Dear PGM Capital Blog readers,

Thursday October 19th, marked the 30th anniversary of the 1987 “Black Monday” when stock markets around the world crashed, shedding a huge value in a very short time.

INTRODUCTION:

The market crash of Monday, October 19, 1987, began in Hong Kong and spread west to Europe, hitting the United States after other markets had already declined by a significant margin. The Dow Jones Industrial Average (DJIA) fell exactly 508 points to 1,738.74 (22.61%). In Australia and New Zealand, the 1987 crash is also referred to as “Black Tuesday” because of the time zone difference.

Below chart of the DOW Jones Industrial and the S&P-500 of 1987, gives a clear picture of the October 87 market crash.

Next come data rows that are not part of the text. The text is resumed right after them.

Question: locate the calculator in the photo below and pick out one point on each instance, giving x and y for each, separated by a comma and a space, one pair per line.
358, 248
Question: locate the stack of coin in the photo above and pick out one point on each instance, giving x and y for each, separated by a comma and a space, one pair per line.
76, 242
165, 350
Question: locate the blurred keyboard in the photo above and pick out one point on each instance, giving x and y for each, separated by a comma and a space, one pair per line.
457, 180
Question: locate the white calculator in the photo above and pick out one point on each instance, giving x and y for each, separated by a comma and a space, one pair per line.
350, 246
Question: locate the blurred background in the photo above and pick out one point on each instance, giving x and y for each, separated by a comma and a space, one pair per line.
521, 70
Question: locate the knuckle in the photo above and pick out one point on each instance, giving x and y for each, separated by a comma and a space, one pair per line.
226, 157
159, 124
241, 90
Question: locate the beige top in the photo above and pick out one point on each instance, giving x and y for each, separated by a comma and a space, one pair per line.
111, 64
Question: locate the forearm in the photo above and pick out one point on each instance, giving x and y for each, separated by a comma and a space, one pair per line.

PGM CAPITAL ANALYSIS & COMMENTS:

This anniversary, naturally, has brought about a number of discussions on whether another crash could happen and if markets are prepared for the possibility. And with stocks near the high end of their historical valuation range, some investors are concerned that a “stretched” stock market could see investors feel en masse amid a panic. High valuations, however, were not really a dominant feature of the markets in 1987

The market’s Case Shiller price/earnings ratio — which captures roughly how much investors are willing to pay for $1 of earnings per share using a 10-year rolling average — was right around its historical average ahead of “Black Monday”, as can be seen from below chart.

Above chart shows also that right now, stocks have only been more expensive ahead of the 1929 market crash and during the tech bubble.

Most analysts, have pointed out, that the current historically low level of interest rates is supporting the market’s valuation and on a relative basis makes stocks look more attractive than a price-to-earnings multiple might otherwise appear. And in any case it is not the price of stocks that makes markets crash — it is fear.

For technical reasons, an exact repeat of the crash cannot happen; new rules in the stock market make a 22% daily drop in the Dow Jones Industrial Average an impossibility. But as Nobel Prize-winning economist Robert Shiller notes in The New York Times on Thursday, this does not mean that panics have been removed from markets or society.

Shiller also notes that his research immediately after the crash in ’87 that, “a powerful feedback loop from human to human — not computer to computer — set the market spinning.” It was not one bad earnings report, or one bad data point, or anything happening outside of the market itself.

Since 1987, markets have continued to show that they are fully capable of gripping participants in panics.

Questions about whether another crash like 1987 can happen have a clear answer — of course it can. But we won’t know when it’s coming, and even decades later we might not have a clear picture of why.

Investors should keep in mind that the current valuations of the stock markets are only justified, by the current historical low interest rate, which mean, that at current valuation, higher interest rates might be a time bomb under the markets.